Kebermaknaan (meaningful) berarti sesuatu itu dapat diinterpretasi dengan dunia nyata, dapat dirasakan dan dilakukan. Dalam teori Ausubel  disebutkan bahwa belajar harus mengandung meaningful learning (belajar bermakna) yang diartikan sebagai suatu proses belajar di mana informasi baru dihubungkan dengan struktur yang sudah dimiliki seseorang yang sedang belajar.  Oleh karena itu belajar bermakna merupakan proses pembentukan pengetahuan yang melibatkan interpretasi atas suatu peristiwa. 

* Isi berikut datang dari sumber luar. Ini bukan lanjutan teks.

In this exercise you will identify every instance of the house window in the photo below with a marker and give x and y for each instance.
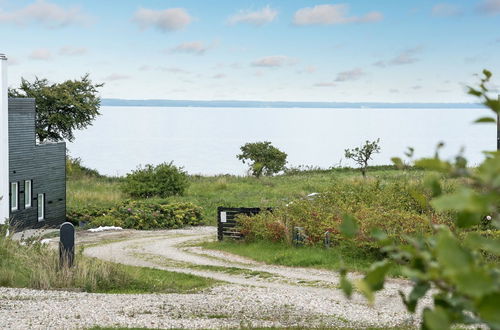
(14, 194)
(27, 193)
(41, 207)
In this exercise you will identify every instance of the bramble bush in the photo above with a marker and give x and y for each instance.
(154, 214)
(163, 181)
(459, 267)
(392, 206)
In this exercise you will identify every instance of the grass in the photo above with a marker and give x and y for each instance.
(315, 257)
(209, 192)
(37, 266)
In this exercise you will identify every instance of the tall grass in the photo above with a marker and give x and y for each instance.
(209, 192)
(37, 266)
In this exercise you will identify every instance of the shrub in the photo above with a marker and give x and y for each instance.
(361, 155)
(150, 215)
(389, 206)
(263, 158)
(163, 181)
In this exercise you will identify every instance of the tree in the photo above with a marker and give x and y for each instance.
(263, 158)
(61, 108)
(458, 266)
(361, 155)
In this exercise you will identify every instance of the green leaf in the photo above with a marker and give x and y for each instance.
(451, 256)
(436, 319)
(475, 283)
(485, 120)
(398, 162)
(349, 226)
(488, 309)
(477, 241)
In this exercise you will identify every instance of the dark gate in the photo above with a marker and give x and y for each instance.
(226, 220)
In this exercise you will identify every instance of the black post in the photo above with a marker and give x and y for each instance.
(498, 126)
(66, 245)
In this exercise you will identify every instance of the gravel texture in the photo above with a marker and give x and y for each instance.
(260, 295)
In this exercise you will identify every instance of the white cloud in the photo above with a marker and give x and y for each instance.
(308, 69)
(72, 51)
(325, 84)
(116, 76)
(490, 7)
(445, 9)
(273, 61)
(195, 47)
(353, 74)
(258, 18)
(407, 56)
(164, 20)
(41, 54)
(332, 14)
(48, 14)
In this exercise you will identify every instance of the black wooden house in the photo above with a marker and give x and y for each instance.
(37, 172)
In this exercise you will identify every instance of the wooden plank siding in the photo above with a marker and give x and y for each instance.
(44, 164)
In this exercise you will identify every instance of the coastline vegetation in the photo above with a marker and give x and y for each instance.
(30, 264)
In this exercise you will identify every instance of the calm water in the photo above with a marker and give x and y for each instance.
(206, 140)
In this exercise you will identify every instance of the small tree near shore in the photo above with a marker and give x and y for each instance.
(361, 155)
(263, 158)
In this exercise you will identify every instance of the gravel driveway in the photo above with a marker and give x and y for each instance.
(255, 294)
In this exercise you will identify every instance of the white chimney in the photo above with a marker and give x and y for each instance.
(4, 142)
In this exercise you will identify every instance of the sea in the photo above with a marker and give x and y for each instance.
(206, 141)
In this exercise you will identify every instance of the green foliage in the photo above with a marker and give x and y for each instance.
(390, 205)
(61, 108)
(141, 214)
(163, 181)
(36, 266)
(459, 263)
(263, 158)
(361, 155)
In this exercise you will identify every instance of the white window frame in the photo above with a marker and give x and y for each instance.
(28, 193)
(41, 207)
(14, 196)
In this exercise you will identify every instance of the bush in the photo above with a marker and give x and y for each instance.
(150, 215)
(263, 158)
(163, 181)
(390, 206)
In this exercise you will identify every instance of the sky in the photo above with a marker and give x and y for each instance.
(282, 50)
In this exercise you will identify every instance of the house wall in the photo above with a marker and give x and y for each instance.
(4, 142)
(44, 164)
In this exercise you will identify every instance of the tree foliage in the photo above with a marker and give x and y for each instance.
(458, 266)
(263, 158)
(61, 108)
(361, 155)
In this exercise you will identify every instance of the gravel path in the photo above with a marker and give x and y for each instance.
(256, 294)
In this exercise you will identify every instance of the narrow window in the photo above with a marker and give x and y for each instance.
(27, 194)
(14, 193)
(41, 207)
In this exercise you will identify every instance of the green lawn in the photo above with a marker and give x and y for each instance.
(332, 258)
(36, 266)
(209, 192)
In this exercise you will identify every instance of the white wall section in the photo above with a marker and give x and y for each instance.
(4, 142)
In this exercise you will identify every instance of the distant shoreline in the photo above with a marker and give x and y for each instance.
(283, 104)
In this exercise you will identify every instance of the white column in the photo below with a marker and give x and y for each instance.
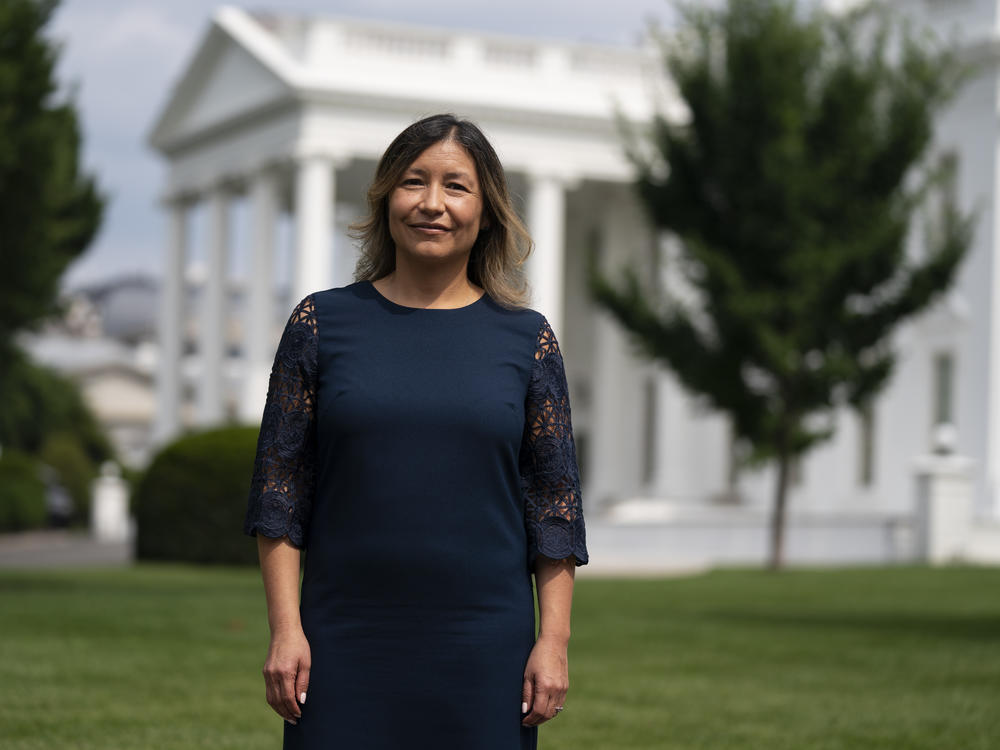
(212, 344)
(258, 345)
(315, 189)
(616, 450)
(546, 222)
(171, 329)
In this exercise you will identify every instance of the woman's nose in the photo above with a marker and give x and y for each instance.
(433, 199)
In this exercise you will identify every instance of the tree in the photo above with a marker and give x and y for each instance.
(49, 209)
(49, 213)
(791, 188)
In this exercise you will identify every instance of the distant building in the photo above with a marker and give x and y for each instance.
(278, 120)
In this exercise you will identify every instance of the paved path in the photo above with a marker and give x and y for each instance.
(614, 552)
(60, 549)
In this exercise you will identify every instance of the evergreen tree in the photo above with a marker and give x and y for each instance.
(49, 209)
(791, 188)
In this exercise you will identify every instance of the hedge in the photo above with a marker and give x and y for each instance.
(191, 501)
(22, 493)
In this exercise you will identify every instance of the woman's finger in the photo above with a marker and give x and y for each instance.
(537, 705)
(302, 683)
(289, 698)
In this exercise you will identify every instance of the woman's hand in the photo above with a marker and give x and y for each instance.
(286, 673)
(546, 680)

Belajar bermakna terjadi bila pelajar berusaha menghubungkan fenomena baru ke dalam struktur pengetahuan mereka melalui belajar konsep, dan perubahan konsep yang telah ada, yang akan mengakibatkan pertumbuhan dan perubahan struktur konsep yang dimiliki. Bila konsep tersebut belum ada atau sama sekali baru, maka informasi baru harus dipelajari melalui belajar menghafal.

Teori meaningful learning ini didukung oleh hasil riset otak yang menyatakan bahwa otak manusia secara konstan selalu ingin  mencari-cari makna atau maksud.  Dalam pencarian tersebut, otak memeriksa informasi berdasar pada pengetahuan dan pengalaman yang telah dimiliki. Ketika sesuatu itu mengandung arti, otak mempertahankannya dan menyimpannya dalam memori jangka panjang. 

Sejalan dengan sejarah perkembangannya, CTL dipengaruhi juga oleh aliran behaviorisme dan konstruktivisme. Tokoh behaviorisme E.L. Thorndike memperkenalkan bahwa belajar merupakan mata rantai yang dihasilkan dari stimulus dan respon yang membentuk perilaku.  Prosedur belajar harus melalui tiga tahap yaitu stimulus, response dan reinforcement. Suatu perilaku akan muncul bila didahului oleh stimulus, diperkuat dan dibiasakan dengan penguatan (reinforcementi).   

Dalam aliran behaviorisme tujuan pengajaran adalah tercapainya suatu ketrampilan. Karena menurut Bloom (1956) ketrampilan yang baik akan membantu menghasilkan konsep yang menyeluruh dan lengkap. Tujuan ini dapat tercapai apabila dalam pembelajaran siswa dimotivasi, dirangsang dan dievaluasi. 
Berbeda dengan behaviorisme, konstruktivisme yang merupakan salah satu aliran filsafat pendidikan yang sekaligus menjadi landasan filosofi CTL lebih menekankan pada perkembangan konsep dan pengertian yang mendalam. Sehingga menurut aliran ini belajar sebagai konstruk aktif si pelajar. Bila seseorang tidak mengkonstruksikan pengetahuannya sendiri secara aktif, sampai kapanpun pengetahuannya tidak akan berkembang.

Belajar dalam pandangan kaum konstruktivis adalah proses aktif pelajar mengkonstruksi arti  berupa teks, dialog, pengalaman fisis dan lain-lain. Belajar merupakan proses mengasimilasikan dan menghubungkan pengalaman atau materi yang dipelajari dengan pengertian yang sudah dimiliki seseorang sehingga pengertiannya dikembangkan.  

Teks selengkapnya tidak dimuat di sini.